-----Original Message-----
From: Rob Robinson <[EMAIL PROTECTED]>
To: Thomas Lunde <[EMAIL PROTECTED]>
Cc: Future Work <[EMAIL PROTECTED]>; Ed Weick
<[EMAIL PROTECTED]>
Date: September 5, 1998 7:55 PM
Subject: Re: Basic Income
>Dear Thomas,
>
>Your digitalized debate with Ed Weick is classic. It's not only
>informative (where did you two *get* all that information!?), it's
>fun and concise and lively and thought-provoking and everything a
>good debate should be. The Lunde-Weick Exchange is right up there
>with Benny & Allen, Lincoln & Douglas, Dirksen & Johnson (before he
>went bad), and McGovern and Buckley. After reading your last post,
>I pushed back my chair and said - what I don't say enough after an
>exchange on the Jim Lehrer (how McNeal is missed) News Hour - "now
>*that's* what television (email) should be all about!"
>
>Thank you.
>
>rob robinson
>netperson / mark twain democratic club / whittier-la mirada, california
>
Dear Rob:
Thank you for your kind words, though I must admit, praise makes me squirm.
I was reflecting on why FutureWork is such a good list the other day and of
course one of the reasons is that it has attracted a particular type of
individual. The avowed purpose of FW is to explore the role of work in the
future and that was probably the reason most people who joined became
involved. Now I cannot speak for others, but as I examined the concept of
work in the future, it came down to a number of subjects.
1. What have humans done in the past?
2. How does the various forms of governance affect, channel, limit,
support the activity called work?
3. Economics and economic systems have dealt with work in different ways
providing different potentials. What role does economics play in
work?
4. What does science have to say through it's findings and it's
offshoot - technology have to say about work and where it is going?
So what those of us who are exploring the concept of FutureWork have found
is that we have to talk about the past, the present, economics and science
before we can begin to discuss work in the future.
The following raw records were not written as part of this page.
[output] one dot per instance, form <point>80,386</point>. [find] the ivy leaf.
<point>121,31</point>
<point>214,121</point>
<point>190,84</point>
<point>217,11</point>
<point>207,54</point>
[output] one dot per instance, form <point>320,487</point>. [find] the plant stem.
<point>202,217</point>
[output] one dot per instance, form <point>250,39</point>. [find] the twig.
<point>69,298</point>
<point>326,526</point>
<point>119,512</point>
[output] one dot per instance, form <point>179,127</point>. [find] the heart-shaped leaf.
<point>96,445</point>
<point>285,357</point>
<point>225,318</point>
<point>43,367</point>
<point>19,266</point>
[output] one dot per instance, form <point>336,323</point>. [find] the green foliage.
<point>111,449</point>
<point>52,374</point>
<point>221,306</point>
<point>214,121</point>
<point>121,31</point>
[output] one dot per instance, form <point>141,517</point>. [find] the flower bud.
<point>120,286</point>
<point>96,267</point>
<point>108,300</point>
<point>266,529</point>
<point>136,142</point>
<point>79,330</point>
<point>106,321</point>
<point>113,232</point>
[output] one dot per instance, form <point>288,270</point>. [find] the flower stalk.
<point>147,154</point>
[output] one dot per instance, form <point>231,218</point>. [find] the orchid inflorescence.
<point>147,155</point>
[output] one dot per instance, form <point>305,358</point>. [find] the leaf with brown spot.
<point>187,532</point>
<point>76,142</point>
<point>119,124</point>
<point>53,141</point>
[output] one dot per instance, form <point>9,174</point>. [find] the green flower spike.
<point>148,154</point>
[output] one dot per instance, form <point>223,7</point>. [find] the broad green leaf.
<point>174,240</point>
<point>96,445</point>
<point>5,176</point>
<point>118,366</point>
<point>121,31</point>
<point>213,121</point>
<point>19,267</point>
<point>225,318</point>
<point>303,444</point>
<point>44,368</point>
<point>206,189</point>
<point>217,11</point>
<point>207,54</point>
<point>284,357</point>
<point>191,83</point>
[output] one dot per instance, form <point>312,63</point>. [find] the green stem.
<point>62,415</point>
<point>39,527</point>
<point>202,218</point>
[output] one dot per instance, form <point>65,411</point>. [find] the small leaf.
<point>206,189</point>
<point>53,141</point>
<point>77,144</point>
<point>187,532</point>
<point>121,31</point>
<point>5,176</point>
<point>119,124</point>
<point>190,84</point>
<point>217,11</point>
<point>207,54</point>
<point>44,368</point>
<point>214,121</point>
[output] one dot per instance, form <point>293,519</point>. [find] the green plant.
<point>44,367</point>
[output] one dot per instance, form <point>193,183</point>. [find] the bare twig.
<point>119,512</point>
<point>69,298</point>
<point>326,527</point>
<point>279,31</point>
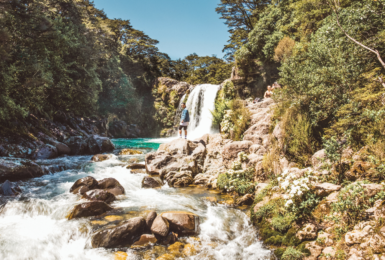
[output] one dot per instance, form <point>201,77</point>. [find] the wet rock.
<point>150,219</point>
<point>120,255</point>
<point>18,169</point>
<point>111,185</point>
<point>89,209</point>
<point>97,144</point>
<point>178,146</point>
<point>120,236</point>
<point>149,182</point>
<point>129,152</point>
<point>160,226</point>
<point>247,199</point>
<point>83,185</point>
<point>45,152</point>
<point>183,223</point>
<point>179,179</point>
<point>136,166</point>
<point>324,189</point>
<point>77,145</point>
<point>170,238</point>
<point>155,162</point>
<point>101,157</point>
<point>189,250</point>
<point>231,150</point>
<point>145,240</point>
<point>307,232</point>
<point>9,189</point>
<point>99,195</point>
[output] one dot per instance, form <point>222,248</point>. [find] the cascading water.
<point>200,104</point>
<point>33,226</point>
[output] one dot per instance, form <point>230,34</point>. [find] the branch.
<point>357,42</point>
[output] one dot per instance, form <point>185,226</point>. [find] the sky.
<point>182,27</point>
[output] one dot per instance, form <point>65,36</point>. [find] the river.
<point>34,225</point>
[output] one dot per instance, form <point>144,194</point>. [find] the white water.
<point>34,226</point>
<point>200,104</point>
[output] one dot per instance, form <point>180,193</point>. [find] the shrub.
<point>292,254</point>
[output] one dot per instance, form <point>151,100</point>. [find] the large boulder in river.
<point>111,185</point>
<point>89,209</point>
<point>231,150</point>
<point>178,146</point>
<point>156,161</point>
<point>120,236</point>
<point>183,223</point>
<point>45,152</point>
<point>101,157</point>
<point>9,189</point>
<point>18,169</point>
<point>97,144</point>
<point>83,185</point>
<point>149,182</point>
<point>160,226</point>
<point>99,195</point>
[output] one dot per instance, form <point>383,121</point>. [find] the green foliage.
<point>292,254</point>
<point>352,201</point>
<point>195,69</point>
In many cases these
discussions go around and around, trying to find some consenus from tribal,
agricultural, industrial ideas, and from societies such as hunter gather,
feudalistic, capitalistic, communistic, fascist and socialistic forms of
governance. In economics, we grapple with what is money, credit,
investment, savings and all these ideas and terms. And then there are world
views, Christian, Aristotelian, Platonic, Scientific, etc.
So, it seems to me, that what we have attracted is a number of people who
hold strong views backed by thought and study in one or more of these
various viewpoints. The engagement of these viewpoints around a question,
largely unspoken about where the future of work lies provides a forum for
each of us to put forth our view and in a reasonably polite way challenge
each others ideas. One of the things that make this work is the basic
respect we give each other in terms of accepting the honesty of the other
debater in being a true seeker. In other words, we may not agree with their
argument, but we do agree with their right to argue.
The fact that the Internet allows us to have people engaged from Europe,
North America and any other part of the world and that some of those
individuals have had experiences and life stories that are totally foreign
to each other provides a credibility that might be lacking in a one culture
debate or a one topic debate. Because the quality of debate is high, we
have attracted people who write well, and are well read, we even have a few
that are well educated and still learning. Perhaps, more important, we have
attracted a few that fill Brad's recent posting on "Szczepanski, J." and his
insightful comments on "individuality" as against those would be classed
within the meaning "individualism".
There are no paychecks on the Internet, no fame in scholarly journals or
invitations to be a talking head on a TV show, so we don't get a large
number of participants who fall into the classification of individualism.
everybody trying to be even more like everybody else by getting a bigger
piece of the existing sum of goods for themselves) In that sense, we who
participate, do it from the spirit of play rather than advancement.
Well, I've went on and on and taken some liberties about others motives that
I probably shouldn't have, but these were my thoughts and your posting
became goad that allowed me to put them forth.